Sweet Harmony in a Pan – One Pan Maple Mustard Chicken and Potatoes Delight!

Elevate your weeknight dinner with the irresistible symphony of flavors in our One Pan Maple Mustard Chicken and Potatoes recipe. Picture succulent, bone-in chicken thighs and tender new potatoes bathed in a delectable blend of brown and yellow mustard, perfectly harmonized with the sweetness of maple syrup. This one-pan wonder not only simplifies your cooking process but also delivers a mouthwatering experience that will have your family begging for seconds.

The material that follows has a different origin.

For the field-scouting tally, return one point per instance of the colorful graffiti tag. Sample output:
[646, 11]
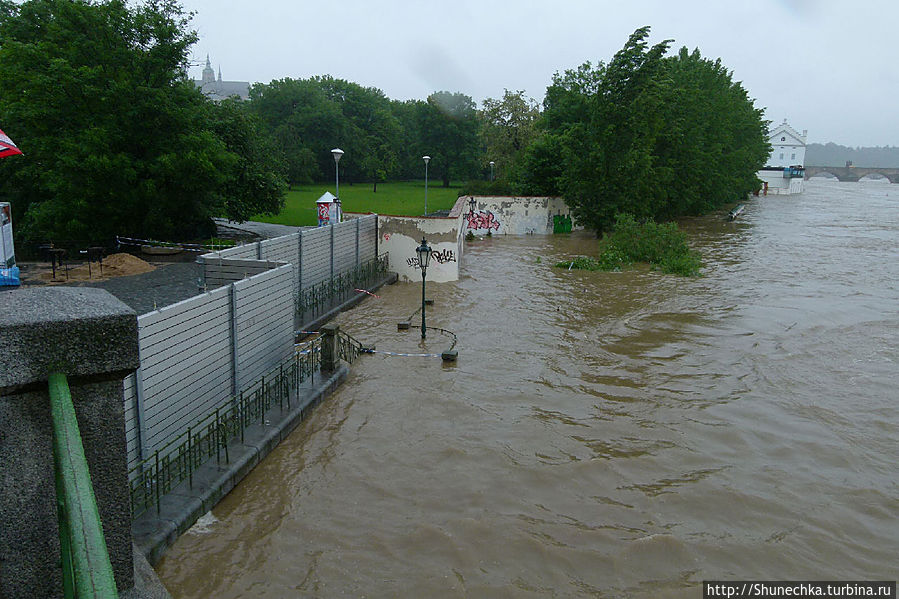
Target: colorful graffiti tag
[441, 257]
[482, 220]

In our home, the aroma of Maple Mustard Chicken and Potatoes is synonymous with laid-back Sunday dinners and joyous family gatherings. This recipe became a cherished discovery during a lazy weekend when my husband and I decided to experiment with combining our favorite pantry staples. The sizzling in the oven, the sweet and savory dance of mustard and maple syrup, and the golden perfection of the chicken and potatoes became an instant hit. Now, it’s our go-to dish for cozy evenings, creating a warm and comforting ambiance in our home.

 

Why This One Pan Maple Mustard Chicken and Potatoes Deserves a Spot on Your Table

  • Flavor Fusion at Its Finest: The marriage of brown and yellow mustard with maple syrup creates a sauce that’s both tangy and sweet, infusing every bite with a burst of flavor.
  • Effortless Preparation: Drizzle, season, toss, and bake – that’s the simplicity of this one-pan wonder. Ideal for busy evenings when you want a delicious meal without the fuss.
  • Crispy Chicken, Tender Potatoes: The magic of this dish lies in the oven, where the chicken thighs achieve a golden crispiness, and the new potatoes soak up the savory goodness, resulting in a perfect balance of textures.
  • Garnish with Freshness: Finish off this delightful creation with a sprinkle of fresh parsley for a touch of vibrancy that enhances both the visual appeal and the overall dining experience.

Ingredients:

  • 4 skinless, bone-in chicken thighs
  • 450g to 680g (1 to 1.5 pounds) small new potatoes, halved (about 1 to 1.5 inches in diameter)
  • 15ml (1 tablespoon) olive oil
  • Salt and fresh ground pepper, to taste
  • 80ml (1/3 cup) brown mustard
  • 15ml (1 tablespoon) yellow mustard
  • 60ml (1/4 cup) maple syrup
  • Chopped fresh parsley, for garnish

Instructions:

  1. Preheat the oven to 375˚F (190˚C).
  2. Drizzle the chicken thighs and halved new potatoes with olive oil. Season with salt and pepper. Transfer to a nonstick pan or a 12-inch oven-safe skillet.
  3. In a small mixing bowl, whisk together brown mustard, yellow mustard, and maple syrup.
  4. Pour the mustard mixture over the chicken and potatoes. Toss to coat evenly.
  5. Bake for 45 to 50 minutes or until the chicken is cooked through (internal temperature of 165˚F) and the potatoes are tender.
  6. Garnish with chopped fresh parsley before serving.

Notes:

  • For an extra kick, try adding a pinch of red pepper flakes to the mustard mixture.
  • Ensure even cooking by arranging the chicken and potatoes in a single layer in the pan.
  • This dish pairs wonderfully with a side of steamed vegetables or a crisp green salad.